Politics
Andy Burnham Fires Back At Tony Blair After Ex-PM’s Attack
Andy Burnham has hit back at Tony Blair after the former Labour prime minister urged the party not to go further left.
The Greater Manchester mayor is currently campaigning for the Makerfield by-election so he can get a seat in parliament and challenge Keir Starmer’s leadership.
He has promised to implement change after what he has described as “40 years of neoliberalism.”
While the ex-PM told BBC Radio 4′s Today programme that he hopes Burnham – who used to serve in Blair’s government – wins the crunch Makerfield contest, he questioned his analysis.
Blair said: “We’re in 2026. Let’s go back to 1986. So we assume he doesn’t mean the first seven years of Margaret Thatcher. So back to the 70s? Nothing good in that period of Thatcher with the business community or New Labour?
“I don’t think he [Burnham] really means that, but what I’m saying is if you’re going to change leader you’ve really got to force people to say where they stand.”
He also called for Labour to govern from the “radical centre”.
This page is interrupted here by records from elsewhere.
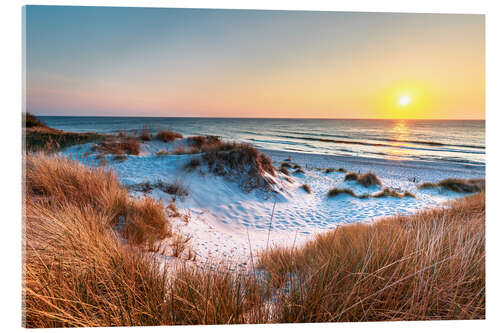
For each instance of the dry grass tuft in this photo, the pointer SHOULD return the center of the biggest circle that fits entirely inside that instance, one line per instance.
(168, 136)
(146, 134)
(391, 193)
(369, 179)
(458, 185)
(337, 191)
(284, 171)
(118, 146)
(306, 188)
(351, 176)
(161, 153)
(176, 188)
(192, 165)
(366, 179)
(430, 266)
(329, 170)
(200, 140)
(298, 171)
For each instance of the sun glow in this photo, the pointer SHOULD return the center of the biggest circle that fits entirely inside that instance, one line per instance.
(404, 100)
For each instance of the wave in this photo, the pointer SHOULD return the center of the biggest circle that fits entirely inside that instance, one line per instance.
(375, 144)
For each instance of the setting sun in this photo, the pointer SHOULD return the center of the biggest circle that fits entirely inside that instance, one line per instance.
(404, 100)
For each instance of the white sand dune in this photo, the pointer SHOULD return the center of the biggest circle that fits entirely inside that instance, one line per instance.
(230, 224)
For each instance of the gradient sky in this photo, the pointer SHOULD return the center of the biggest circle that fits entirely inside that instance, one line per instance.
(101, 61)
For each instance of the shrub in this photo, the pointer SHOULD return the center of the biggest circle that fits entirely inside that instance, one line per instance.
(120, 158)
(369, 179)
(458, 185)
(146, 134)
(429, 266)
(182, 150)
(200, 140)
(30, 120)
(192, 164)
(167, 136)
(351, 176)
(241, 161)
(120, 146)
(284, 171)
(161, 152)
(176, 188)
(298, 171)
(337, 191)
(306, 188)
(391, 193)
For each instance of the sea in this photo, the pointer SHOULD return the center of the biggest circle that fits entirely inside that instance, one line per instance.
(457, 141)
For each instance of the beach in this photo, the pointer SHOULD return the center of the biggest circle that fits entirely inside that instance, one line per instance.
(226, 223)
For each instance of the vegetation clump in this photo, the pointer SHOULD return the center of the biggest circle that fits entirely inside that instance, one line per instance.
(40, 137)
(299, 171)
(193, 164)
(168, 136)
(365, 180)
(161, 153)
(329, 170)
(146, 134)
(351, 176)
(176, 188)
(428, 266)
(458, 185)
(337, 191)
(241, 161)
(118, 146)
(369, 179)
(284, 171)
(200, 140)
(391, 193)
(306, 188)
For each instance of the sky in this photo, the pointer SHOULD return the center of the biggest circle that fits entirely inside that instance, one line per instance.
(112, 61)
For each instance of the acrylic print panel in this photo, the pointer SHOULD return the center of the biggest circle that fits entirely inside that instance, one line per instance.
(197, 166)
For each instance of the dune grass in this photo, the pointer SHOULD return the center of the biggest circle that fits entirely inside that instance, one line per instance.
(458, 185)
(168, 136)
(338, 191)
(384, 193)
(146, 134)
(118, 146)
(284, 171)
(306, 188)
(429, 266)
(79, 272)
(40, 137)
(366, 179)
(330, 170)
(176, 188)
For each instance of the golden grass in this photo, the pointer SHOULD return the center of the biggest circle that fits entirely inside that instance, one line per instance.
(366, 179)
(306, 188)
(429, 266)
(78, 271)
(167, 136)
(458, 185)
(120, 146)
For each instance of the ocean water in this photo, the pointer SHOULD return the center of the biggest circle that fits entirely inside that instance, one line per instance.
(458, 141)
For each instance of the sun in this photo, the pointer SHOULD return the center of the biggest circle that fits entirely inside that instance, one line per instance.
(404, 100)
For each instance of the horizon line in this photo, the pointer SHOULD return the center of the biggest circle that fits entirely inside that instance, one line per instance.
(274, 118)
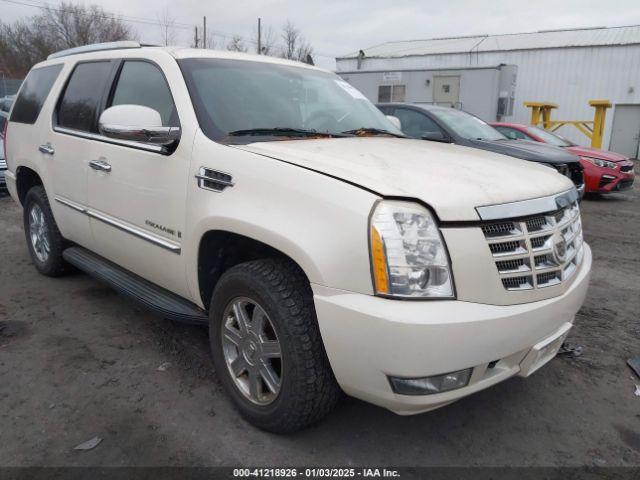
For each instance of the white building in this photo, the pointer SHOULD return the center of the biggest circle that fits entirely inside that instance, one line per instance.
(489, 74)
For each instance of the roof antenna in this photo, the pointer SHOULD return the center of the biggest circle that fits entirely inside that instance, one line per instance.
(360, 58)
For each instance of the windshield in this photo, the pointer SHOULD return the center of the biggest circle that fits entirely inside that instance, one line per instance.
(255, 101)
(548, 137)
(466, 125)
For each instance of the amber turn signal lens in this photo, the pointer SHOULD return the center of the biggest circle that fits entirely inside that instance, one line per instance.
(379, 262)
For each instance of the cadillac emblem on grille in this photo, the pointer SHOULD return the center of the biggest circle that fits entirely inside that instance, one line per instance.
(537, 251)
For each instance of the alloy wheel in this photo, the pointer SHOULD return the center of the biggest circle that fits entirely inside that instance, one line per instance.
(252, 351)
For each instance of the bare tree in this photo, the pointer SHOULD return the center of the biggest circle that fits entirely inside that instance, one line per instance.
(237, 44)
(294, 45)
(68, 25)
(167, 25)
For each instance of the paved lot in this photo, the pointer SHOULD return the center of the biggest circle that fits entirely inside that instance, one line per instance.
(78, 361)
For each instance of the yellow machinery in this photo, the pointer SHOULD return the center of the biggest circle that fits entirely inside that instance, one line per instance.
(594, 129)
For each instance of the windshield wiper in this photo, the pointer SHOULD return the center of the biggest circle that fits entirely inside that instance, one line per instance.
(282, 131)
(372, 131)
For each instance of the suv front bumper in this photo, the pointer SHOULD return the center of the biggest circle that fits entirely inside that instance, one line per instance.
(369, 338)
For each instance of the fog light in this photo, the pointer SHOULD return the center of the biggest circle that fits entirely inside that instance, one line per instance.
(429, 385)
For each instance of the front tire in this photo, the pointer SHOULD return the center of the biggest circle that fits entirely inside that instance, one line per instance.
(44, 240)
(266, 346)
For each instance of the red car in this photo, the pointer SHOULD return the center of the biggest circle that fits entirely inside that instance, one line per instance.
(604, 172)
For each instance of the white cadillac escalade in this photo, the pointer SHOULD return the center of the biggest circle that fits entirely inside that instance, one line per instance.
(272, 202)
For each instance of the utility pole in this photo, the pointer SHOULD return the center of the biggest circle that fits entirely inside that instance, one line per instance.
(204, 32)
(259, 37)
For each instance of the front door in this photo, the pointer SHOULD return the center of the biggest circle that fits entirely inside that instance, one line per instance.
(446, 90)
(625, 132)
(137, 192)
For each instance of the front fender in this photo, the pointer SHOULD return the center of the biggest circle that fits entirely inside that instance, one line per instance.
(318, 221)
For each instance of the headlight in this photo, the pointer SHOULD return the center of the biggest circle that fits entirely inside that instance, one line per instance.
(600, 163)
(408, 255)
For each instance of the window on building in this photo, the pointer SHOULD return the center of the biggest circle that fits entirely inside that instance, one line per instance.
(142, 83)
(391, 93)
(512, 133)
(33, 94)
(81, 98)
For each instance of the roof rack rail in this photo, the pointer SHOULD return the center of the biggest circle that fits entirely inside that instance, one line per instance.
(96, 47)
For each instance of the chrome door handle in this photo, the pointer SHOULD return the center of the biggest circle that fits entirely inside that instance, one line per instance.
(47, 149)
(100, 165)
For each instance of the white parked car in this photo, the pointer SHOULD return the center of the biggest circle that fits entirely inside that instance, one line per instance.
(272, 202)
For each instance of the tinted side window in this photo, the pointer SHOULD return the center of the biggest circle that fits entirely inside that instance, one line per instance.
(142, 83)
(415, 124)
(81, 98)
(33, 94)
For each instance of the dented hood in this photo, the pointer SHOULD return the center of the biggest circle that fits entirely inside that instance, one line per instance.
(453, 180)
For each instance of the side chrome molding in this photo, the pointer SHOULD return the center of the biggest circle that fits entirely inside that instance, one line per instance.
(125, 227)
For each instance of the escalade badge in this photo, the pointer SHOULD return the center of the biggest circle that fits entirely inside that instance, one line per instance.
(559, 247)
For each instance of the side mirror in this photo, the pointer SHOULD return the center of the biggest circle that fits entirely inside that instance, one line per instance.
(435, 137)
(136, 123)
(395, 120)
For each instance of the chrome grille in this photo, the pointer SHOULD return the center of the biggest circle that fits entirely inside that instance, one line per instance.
(538, 251)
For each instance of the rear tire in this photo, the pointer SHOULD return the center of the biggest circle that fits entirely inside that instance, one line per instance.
(44, 240)
(300, 388)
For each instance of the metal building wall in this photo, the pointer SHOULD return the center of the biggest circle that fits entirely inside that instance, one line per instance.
(484, 80)
(569, 77)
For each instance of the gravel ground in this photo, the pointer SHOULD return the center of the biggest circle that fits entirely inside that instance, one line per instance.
(79, 361)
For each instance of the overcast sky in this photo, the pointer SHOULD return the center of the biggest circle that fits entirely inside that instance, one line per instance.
(338, 27)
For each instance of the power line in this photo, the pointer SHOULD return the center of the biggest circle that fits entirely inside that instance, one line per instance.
(126, 18)
(142, 20)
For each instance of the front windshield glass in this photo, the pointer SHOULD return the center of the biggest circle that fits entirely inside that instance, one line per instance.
(466, 125)
(239, 96)
(548, 137)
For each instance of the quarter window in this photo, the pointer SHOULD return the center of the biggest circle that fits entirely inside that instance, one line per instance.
(80, 102)
(142, 83)
(391, 93)
(33, 94)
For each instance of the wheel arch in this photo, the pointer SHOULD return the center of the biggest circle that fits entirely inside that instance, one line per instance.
(26, 178)
(219, 250)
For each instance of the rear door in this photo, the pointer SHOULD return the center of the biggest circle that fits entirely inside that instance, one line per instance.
(71, 142)
(138, 204)
(625, 132)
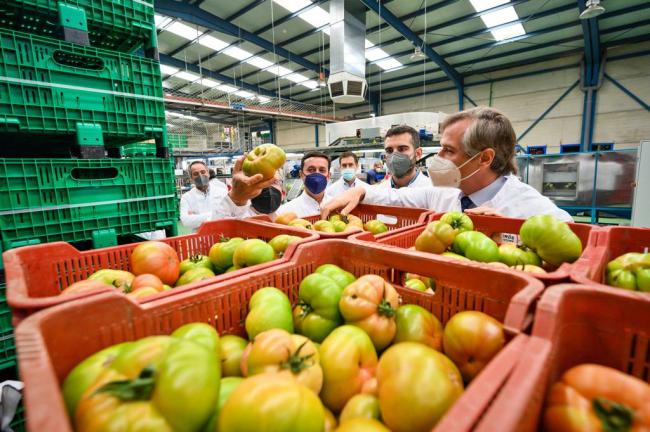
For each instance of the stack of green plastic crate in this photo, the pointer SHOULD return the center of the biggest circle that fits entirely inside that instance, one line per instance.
(75, 95)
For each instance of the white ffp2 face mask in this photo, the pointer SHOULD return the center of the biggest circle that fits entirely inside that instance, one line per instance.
(444, 172)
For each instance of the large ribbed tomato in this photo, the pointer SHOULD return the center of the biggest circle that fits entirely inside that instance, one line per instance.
(156, 258)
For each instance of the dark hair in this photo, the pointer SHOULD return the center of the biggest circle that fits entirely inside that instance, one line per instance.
(189, 168)
(349, 154)
(315, 154)
(402, 129)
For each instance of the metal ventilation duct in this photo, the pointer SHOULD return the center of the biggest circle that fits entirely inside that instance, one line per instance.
(347, 83)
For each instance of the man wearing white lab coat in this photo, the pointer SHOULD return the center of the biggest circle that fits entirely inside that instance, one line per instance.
(473, 172)
(198, 202)
(314, 172)
(402, 149)
(349, 164)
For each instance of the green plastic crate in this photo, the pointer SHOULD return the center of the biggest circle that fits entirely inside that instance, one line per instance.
(50, 89)
(120, 25)
(73, 200)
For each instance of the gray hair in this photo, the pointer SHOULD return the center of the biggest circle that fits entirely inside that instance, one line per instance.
(490, 128)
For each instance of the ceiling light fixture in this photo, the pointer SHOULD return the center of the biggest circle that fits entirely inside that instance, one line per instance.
(593, 9)
(417, 54)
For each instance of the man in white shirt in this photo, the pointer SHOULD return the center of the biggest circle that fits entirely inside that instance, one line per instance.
(473, 172)
(198, 202)
(349, 163)
(314, 172)
(402, 148)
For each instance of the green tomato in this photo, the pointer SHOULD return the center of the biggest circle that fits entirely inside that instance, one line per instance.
(416, 324)
(268, 308)
(317, 312)
(459, 221)
(231, 349)
(340, 276)
(252, 252)
(228, 386)
(415, 284)
(195, 262)
(622, 279)
(280, 242)
(271, 402)
(511, 255)
(476, 246)
(375, 226)
(177, 379)
(642, 279)
(221, 253)
(551, 239)
(194, 275)
(265, 159)
(361, 406)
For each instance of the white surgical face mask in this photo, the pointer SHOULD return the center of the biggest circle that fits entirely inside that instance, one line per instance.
(444, 172)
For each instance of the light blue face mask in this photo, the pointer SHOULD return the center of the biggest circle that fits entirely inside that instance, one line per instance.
(348, 173)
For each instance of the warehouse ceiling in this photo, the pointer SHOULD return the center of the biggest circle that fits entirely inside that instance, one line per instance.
(254, 51)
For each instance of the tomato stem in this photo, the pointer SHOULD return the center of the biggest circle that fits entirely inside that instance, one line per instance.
(614, 416)
(131, 390)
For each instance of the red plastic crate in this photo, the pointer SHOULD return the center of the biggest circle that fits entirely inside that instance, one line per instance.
(35, 275)
(50, 343)
(400, 218)
(605, 245)
(574, 324)
(498, 228)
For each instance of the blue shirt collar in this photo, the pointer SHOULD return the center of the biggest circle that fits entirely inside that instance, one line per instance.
(394, 186)
(484, 195)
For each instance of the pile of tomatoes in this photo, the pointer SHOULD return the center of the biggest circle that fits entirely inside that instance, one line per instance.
(346, 356)
(155, 266)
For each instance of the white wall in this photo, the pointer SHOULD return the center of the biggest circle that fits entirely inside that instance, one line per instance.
(619, 119)
(298, 135)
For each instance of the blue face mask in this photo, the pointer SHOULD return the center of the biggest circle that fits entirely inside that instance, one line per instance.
(348, 173)
(315, 183)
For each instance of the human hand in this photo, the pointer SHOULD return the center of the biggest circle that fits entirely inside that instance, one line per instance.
(243, 187)
(346, 201)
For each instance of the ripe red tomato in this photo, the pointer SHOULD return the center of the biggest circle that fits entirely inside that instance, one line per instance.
(156, 258)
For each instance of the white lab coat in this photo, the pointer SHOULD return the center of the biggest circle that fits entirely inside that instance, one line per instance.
(515, 199)
(201, 204)
(338, 187)
(420, 181)
(303, 205)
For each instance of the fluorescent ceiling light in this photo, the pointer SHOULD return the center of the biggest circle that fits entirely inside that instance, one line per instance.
(259, 62)
(375, 53)
(236, 52)
(296, 77)
(388, 64)
(161, 21)
(187, 76)
(278, 70)
(207, 82)
(310, 84)
(500, 17)
(316, 16)
(293, 5)
(508, 32)
(182, 30)
(227, 89)
(481, 5)
(245, 94)
(168, 70)
(212, 42)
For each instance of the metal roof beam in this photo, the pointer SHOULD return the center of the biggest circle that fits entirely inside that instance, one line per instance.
(198, 16)
(171, 61)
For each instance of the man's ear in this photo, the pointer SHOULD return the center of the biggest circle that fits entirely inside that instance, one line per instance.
(487, 156)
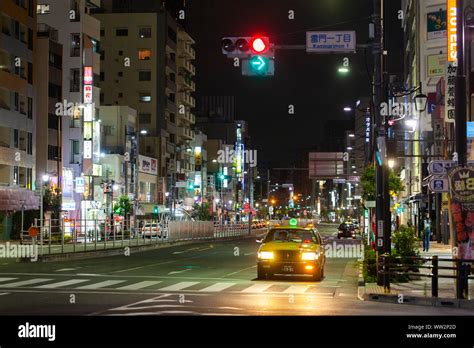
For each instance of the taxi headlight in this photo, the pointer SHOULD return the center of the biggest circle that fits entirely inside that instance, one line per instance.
(265, 255)
(310, 256)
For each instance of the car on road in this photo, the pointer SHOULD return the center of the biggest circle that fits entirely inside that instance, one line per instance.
(291, 250)
(150, 229)
(346, 230)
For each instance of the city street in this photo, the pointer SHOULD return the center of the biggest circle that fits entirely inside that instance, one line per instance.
(195, 279)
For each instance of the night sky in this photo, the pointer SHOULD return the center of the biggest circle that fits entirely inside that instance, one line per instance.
(309, 82)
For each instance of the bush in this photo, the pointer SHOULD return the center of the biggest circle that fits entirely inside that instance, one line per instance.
(369, 266)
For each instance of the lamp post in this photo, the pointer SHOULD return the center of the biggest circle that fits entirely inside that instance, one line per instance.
(45, 179)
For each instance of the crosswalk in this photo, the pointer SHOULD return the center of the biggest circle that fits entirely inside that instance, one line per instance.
(168, 285)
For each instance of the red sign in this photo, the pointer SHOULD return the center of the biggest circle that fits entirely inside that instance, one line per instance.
(88, 75)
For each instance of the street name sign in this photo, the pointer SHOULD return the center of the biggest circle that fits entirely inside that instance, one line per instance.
(330, 41)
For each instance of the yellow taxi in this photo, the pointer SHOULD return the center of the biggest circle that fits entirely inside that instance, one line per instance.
(291, 250)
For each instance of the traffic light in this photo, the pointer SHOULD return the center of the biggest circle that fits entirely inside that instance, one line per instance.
(257, 54)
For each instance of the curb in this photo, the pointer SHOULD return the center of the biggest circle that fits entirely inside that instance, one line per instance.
(361, 281)
(420, 301)
(119, 250)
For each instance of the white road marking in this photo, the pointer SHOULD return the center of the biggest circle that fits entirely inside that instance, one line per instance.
(179, 286)
(101, 284)
(182, 271)
(139, 285)
(217, 287)
(296, 289)
(257, 288)
(25, 282)
(63, 283)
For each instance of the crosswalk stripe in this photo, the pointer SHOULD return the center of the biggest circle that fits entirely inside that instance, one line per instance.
(179, 286)
(296, 289)
(25, 282)
(257, 288)
(63, 283)
(139, 285)
(217, 287)
(100, 284)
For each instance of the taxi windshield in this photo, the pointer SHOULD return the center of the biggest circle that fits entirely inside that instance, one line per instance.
(290, 235)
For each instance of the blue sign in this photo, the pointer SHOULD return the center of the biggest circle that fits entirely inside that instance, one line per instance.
(470, 129)
(330, 41)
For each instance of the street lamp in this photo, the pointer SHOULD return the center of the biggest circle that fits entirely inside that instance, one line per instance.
(45, 179)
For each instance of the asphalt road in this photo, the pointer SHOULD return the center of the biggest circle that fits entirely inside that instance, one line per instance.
(195, 279)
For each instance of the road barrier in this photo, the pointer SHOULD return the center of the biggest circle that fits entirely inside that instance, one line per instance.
(410, 267)
(71, 236)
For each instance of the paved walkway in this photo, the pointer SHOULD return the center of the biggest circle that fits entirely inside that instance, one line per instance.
(422, 287)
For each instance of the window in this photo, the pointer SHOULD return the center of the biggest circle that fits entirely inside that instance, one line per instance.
(144, 33)
(171, 34)
(16, 138)
(55, 60)
(53, 121)
(144, 118)
(144, 54)
(29, 145)
(75, 81)
(30, 73)
(53, 153)
(121, 32)
(144, 75)
(145, 97)
(75, 45)
(42, 8)
(30, 108)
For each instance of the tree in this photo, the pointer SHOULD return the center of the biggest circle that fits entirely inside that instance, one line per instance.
(368, 183)
(124, 206)
(201, 212)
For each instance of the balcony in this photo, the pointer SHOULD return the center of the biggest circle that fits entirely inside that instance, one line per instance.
(187, 99)
(186, 84)
(171, 64)
(187, 66)
(185, 50)
(186, 133)
(171, 106)
(171, 85)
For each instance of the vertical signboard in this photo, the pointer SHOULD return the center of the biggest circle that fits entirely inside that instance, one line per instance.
(461, 183)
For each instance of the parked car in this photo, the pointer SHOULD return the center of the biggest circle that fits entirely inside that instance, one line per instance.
(346, 230)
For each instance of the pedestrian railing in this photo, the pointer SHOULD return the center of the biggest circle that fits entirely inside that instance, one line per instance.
(70, 236)
(412, 268)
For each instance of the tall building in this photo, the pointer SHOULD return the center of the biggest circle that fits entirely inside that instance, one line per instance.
(48, 91)
(17, 115)
(147, 65)
(79, 34)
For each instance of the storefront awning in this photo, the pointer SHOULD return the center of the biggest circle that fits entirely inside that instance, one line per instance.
(13, 199)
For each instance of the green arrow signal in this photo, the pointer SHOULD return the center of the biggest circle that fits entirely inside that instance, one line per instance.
(258, 62)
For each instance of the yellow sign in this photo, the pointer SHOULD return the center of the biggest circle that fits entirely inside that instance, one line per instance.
(452, 37)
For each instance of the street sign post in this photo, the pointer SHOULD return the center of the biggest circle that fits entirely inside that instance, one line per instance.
(330, 42)
(439, 183)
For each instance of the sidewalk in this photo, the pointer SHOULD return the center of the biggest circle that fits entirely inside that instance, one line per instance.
(419, 290)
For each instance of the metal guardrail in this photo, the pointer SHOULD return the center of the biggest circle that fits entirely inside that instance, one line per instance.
(59, 237)
(400, 265)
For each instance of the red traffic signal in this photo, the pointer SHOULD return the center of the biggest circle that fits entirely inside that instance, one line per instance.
(245, 46)
(260, 44)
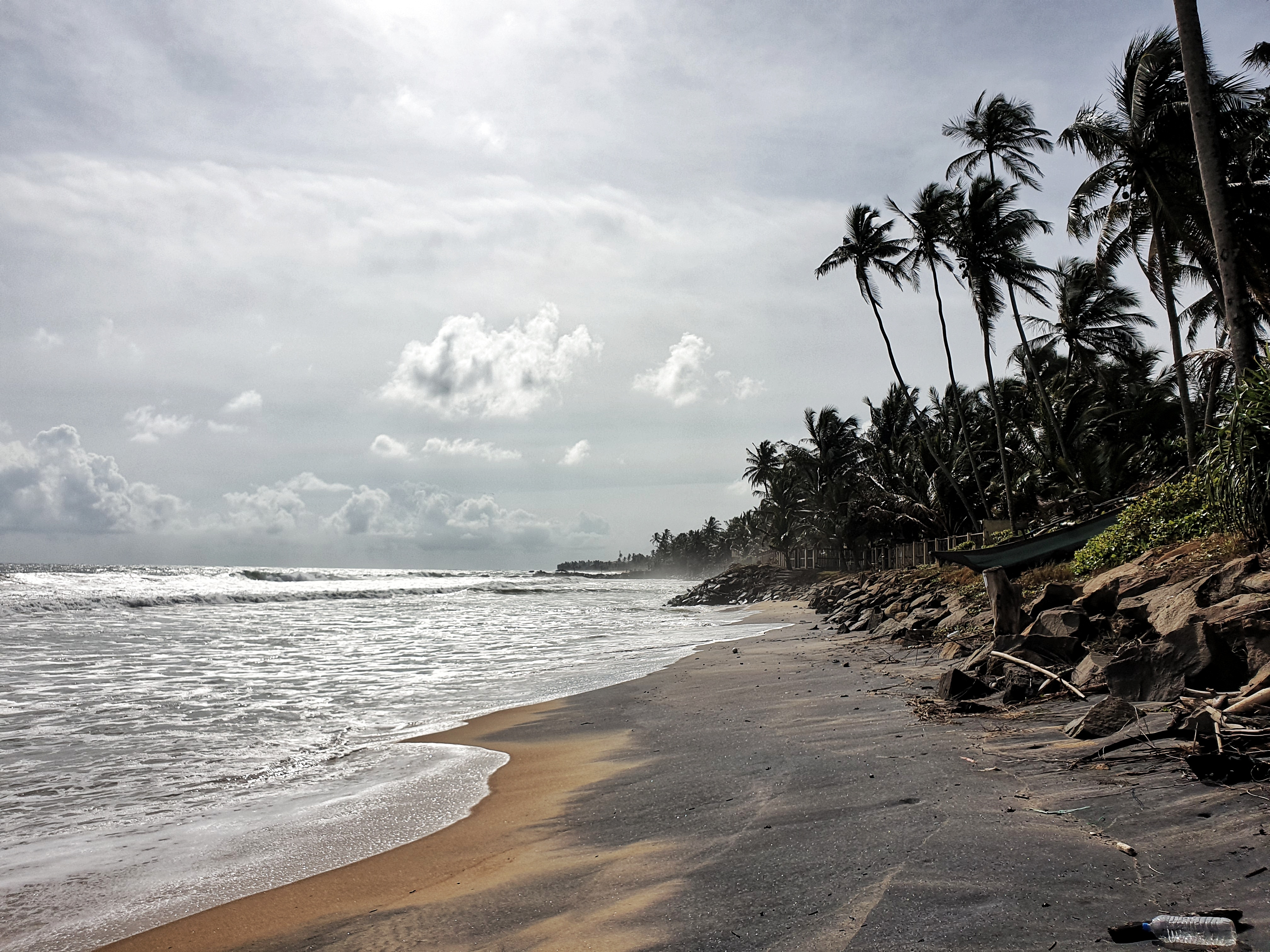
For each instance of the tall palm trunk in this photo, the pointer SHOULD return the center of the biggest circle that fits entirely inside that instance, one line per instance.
(1175, 334)
(1204, 128)
(918, 417)
(957, 391)
(1043, 395)
(996, 414)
But Burnham suggested to The Observer that Blair was missing the point, saying: ”[He] criticises my phrase about 40 years of neoliberalism but the last 40 years has given us wide inequality – that’s what’s responsible for the abandonment of the centre.
“People don’t think the centre has delivered for them in terms of their lives, therefore they’ve gone further to the extremes.”
It comes after Blair penned at 5,600 word essay calling for Labour to take a completely new approach to its policies rather.
The ex-PM accused Labour of suffering from a “perennial delusion”, believing “that when we lose seats to the right the country is really signalling it wants Labour to move left”.
He also claimed the party was “playing with fire” by trying to replace Starmer without first deciding on a different policy direction, and therefore risks consigning the UK to “relegation from the Premier League of nations”.
But Burnham tore into Blair’s vision of what the UK should look like.
“He doesn’t mention inequality once,” he said. “If you don’t get how that’s driving politics now, if you are not rooting your analysis in the fact that people are unable to live and that things that were taken for granted are no longer affordable, then you are not understanding what’s going on.”